Na de intrekking van het hoger beroep heeft appellante verzocht om het Uwv te veroordelen in de proceskosten. Het Uwv heeft de gelegenheid gekregen om een verweerschrift in te dienen, maar het onderzoek ter zitting is achterwege gelaten op basis van artikel 8:57 van de Algemene wet bestuursrecht (Awb). De Raad heeft vervolgens het onderzoek gesloten.
De Raad heeft vastgesteld dat appellante recht heeft op vergoeding van de proceskosten, omdat het Uwv haar tegemoet is gekomen.

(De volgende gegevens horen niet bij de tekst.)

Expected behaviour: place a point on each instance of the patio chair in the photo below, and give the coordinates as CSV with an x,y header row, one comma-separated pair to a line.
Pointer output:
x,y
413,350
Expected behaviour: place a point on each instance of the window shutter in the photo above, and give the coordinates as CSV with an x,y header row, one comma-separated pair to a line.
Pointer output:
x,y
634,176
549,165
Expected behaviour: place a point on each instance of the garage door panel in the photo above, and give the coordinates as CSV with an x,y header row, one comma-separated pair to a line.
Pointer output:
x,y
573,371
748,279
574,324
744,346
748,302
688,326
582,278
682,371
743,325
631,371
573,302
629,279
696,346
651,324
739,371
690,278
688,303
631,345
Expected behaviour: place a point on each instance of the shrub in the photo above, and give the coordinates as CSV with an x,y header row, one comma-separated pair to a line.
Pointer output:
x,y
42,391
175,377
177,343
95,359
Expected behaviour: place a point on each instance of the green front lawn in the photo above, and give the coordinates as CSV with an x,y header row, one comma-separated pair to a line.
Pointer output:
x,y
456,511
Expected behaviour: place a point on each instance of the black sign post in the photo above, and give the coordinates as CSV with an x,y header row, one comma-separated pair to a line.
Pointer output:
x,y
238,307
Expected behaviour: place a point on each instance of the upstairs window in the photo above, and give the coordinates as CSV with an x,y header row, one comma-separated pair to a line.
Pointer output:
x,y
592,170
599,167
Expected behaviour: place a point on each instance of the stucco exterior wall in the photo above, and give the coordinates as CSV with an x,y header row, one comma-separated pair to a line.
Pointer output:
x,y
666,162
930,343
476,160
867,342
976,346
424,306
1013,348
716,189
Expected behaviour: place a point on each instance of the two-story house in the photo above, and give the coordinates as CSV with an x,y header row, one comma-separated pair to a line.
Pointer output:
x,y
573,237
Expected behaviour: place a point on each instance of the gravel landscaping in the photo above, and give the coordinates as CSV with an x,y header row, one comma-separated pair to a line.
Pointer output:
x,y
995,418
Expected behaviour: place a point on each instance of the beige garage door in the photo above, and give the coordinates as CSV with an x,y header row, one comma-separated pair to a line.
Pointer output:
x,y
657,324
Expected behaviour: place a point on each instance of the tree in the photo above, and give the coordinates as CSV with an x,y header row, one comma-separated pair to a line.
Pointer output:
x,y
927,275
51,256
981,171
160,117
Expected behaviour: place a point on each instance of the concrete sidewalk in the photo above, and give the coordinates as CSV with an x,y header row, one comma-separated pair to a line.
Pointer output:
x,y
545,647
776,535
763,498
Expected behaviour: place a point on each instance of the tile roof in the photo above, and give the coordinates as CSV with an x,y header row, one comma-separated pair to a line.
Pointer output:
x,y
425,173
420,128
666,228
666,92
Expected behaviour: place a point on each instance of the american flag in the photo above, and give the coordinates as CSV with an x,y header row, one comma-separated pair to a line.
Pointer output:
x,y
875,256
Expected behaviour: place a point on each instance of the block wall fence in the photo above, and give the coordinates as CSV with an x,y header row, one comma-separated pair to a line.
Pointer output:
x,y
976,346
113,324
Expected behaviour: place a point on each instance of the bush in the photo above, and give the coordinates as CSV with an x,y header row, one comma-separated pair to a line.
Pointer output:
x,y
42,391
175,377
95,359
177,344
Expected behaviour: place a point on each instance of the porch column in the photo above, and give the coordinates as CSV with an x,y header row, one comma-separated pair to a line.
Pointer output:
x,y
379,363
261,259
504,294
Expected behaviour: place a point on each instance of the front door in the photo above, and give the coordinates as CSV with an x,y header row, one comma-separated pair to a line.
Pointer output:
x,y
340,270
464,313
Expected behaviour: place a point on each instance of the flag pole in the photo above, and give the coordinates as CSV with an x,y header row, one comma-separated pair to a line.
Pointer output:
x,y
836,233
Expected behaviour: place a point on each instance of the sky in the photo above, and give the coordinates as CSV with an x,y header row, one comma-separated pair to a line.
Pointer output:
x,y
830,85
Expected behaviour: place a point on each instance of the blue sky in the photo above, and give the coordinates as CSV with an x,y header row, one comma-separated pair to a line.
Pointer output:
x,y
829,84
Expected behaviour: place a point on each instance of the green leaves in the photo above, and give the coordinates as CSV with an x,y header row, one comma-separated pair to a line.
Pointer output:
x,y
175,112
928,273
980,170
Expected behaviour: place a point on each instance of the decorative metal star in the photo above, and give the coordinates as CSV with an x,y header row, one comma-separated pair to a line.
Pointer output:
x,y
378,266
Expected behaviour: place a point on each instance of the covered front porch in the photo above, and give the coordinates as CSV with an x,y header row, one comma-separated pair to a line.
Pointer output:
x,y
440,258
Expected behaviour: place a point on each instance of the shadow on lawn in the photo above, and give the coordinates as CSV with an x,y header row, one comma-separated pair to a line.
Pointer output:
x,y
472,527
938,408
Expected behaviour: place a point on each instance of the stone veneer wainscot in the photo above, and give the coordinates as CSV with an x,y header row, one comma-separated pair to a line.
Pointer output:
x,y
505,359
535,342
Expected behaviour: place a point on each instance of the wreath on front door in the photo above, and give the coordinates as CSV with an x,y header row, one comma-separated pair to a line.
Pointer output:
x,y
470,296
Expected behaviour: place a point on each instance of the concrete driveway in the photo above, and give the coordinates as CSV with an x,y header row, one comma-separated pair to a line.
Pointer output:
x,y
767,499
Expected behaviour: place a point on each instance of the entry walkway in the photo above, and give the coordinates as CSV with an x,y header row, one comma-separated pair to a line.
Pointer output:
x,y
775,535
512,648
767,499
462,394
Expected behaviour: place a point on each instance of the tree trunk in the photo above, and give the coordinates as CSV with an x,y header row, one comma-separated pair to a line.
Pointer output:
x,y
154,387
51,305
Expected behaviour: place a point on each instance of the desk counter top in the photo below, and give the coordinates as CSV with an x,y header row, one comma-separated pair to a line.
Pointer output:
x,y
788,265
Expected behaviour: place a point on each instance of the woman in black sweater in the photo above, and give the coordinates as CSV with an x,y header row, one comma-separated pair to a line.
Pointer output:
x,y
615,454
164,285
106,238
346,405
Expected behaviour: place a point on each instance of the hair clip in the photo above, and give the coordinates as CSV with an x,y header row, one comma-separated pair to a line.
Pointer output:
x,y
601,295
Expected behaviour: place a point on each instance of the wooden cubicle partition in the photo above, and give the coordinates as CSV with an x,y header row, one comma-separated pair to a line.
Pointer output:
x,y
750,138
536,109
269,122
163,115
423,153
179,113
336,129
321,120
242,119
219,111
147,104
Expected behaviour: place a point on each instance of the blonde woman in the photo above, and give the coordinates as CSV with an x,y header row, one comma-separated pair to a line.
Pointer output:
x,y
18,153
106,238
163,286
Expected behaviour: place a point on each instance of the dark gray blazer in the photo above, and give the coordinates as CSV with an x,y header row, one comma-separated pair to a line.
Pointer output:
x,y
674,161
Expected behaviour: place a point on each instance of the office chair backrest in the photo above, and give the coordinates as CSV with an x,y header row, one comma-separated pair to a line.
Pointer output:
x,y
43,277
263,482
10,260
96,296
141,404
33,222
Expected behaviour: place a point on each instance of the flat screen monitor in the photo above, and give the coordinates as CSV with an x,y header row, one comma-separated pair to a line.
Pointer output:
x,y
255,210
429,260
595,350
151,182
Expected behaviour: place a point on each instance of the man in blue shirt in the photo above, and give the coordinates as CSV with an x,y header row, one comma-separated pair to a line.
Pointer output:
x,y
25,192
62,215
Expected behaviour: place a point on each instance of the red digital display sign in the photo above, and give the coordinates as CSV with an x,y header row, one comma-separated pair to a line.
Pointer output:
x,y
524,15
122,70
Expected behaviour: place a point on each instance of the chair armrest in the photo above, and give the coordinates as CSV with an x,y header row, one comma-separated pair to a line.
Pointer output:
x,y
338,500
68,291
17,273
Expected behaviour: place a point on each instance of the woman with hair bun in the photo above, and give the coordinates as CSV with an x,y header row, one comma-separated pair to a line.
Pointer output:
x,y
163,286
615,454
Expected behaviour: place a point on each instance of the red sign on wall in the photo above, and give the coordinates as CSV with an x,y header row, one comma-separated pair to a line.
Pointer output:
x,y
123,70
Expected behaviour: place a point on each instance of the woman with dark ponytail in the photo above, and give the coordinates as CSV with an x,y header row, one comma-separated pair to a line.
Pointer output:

De proceskosten in beroep zijn begroot op € 1.674,- en in hoger beroep op € 837,-. Daarnaast zijn de kosten voor het raadplegen van een deskundige en het opvragen van medische informatie, ter hoogte van € 2.076,75, ook voor vergoeding in aanmerking gekomen. Het totaalbedrag van de te vergoeden proceskosten door het Uwv bedraagt € 4.587,75. Tevens dient het Uwv het door appellante betaalde griffierecht van in totaal € 182,- te vergoeden.